Next results signal a good Christmas for UK retailers

Next has raised hopes for the retail sector by revealing a better than expected Christmas, with strong online sales offsetting a fall at its high street stores.

In a trading statement, the clothing and home chain said sales rose 1.5% in the 54 days to 24 December. A fall of 0.3% had been forecast.

Shares in Next, the first major retailer to report on festive trading, jumped almost 10% in early trading. Marks & Spencer and Primark-owner Associated British Foods were also up, rising about 3%, on hopes that they may also have fared better than expected.

The retailer upgraded its profit expectations for the year to January by £8m, to £725m, after sales benefited from the colder weather in the run up to Christmas. Profit guidance is now between £718m and £732m and performance will depend on the clearance sales in January.

Next said that all its growth came online, where sales rose 13.6%. The chain’s high street stores suffered a 6.1% slump. That pattern is expected to be repeated across the retail sector as companies including Marks & Spencer, Debenhams, John Lewis and House of Fraser next week reveal how they fared over the most important part of the trading year.

Retailers were expected to have suffered a tricky trading period after several reported poor autumn sales. Next shares dived in October after it warned of “extremely volatile” trading, with shop sales falling.

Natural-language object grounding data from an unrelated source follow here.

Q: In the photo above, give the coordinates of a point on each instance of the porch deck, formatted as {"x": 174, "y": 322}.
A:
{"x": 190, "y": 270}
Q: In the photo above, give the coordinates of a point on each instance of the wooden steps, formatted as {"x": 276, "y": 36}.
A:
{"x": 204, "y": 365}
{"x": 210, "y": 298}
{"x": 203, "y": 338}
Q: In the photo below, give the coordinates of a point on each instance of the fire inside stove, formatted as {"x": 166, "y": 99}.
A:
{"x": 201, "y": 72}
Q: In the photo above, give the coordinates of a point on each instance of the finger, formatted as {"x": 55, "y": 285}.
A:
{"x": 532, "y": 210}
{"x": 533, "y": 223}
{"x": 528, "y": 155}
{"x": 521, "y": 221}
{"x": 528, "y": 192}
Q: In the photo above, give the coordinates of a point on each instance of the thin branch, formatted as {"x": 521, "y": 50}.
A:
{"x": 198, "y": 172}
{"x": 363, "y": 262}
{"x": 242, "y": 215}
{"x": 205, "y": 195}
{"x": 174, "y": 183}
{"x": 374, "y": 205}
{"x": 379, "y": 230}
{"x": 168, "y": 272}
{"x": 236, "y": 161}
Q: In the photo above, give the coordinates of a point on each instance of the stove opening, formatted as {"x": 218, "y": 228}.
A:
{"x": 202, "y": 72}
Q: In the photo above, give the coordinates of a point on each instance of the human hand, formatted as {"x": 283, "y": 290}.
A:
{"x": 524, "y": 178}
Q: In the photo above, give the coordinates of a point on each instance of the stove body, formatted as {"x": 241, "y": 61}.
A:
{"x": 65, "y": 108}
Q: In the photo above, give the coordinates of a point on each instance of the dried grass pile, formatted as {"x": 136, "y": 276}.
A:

Despite Next’s better than expected Christmas, the company warned of a difficult year ahead in which profits were likely to fall. It said costs were likely to rise by about 2% in the first half of the year while sales would rise by 1%.

“Many of the challenges we faced last year look set to continue into the year ahead. Subdued consumer demand driven by a decline in real income, the increase in experiential spending at the expense of clothing, and inflation in our cost prices remain challenges for 2018,” the company said in a statement.

But Next, which is led by Tory peer Lord Simon Wolfson, said cost price inflation was easing and was likely to disappear in the second half of the year.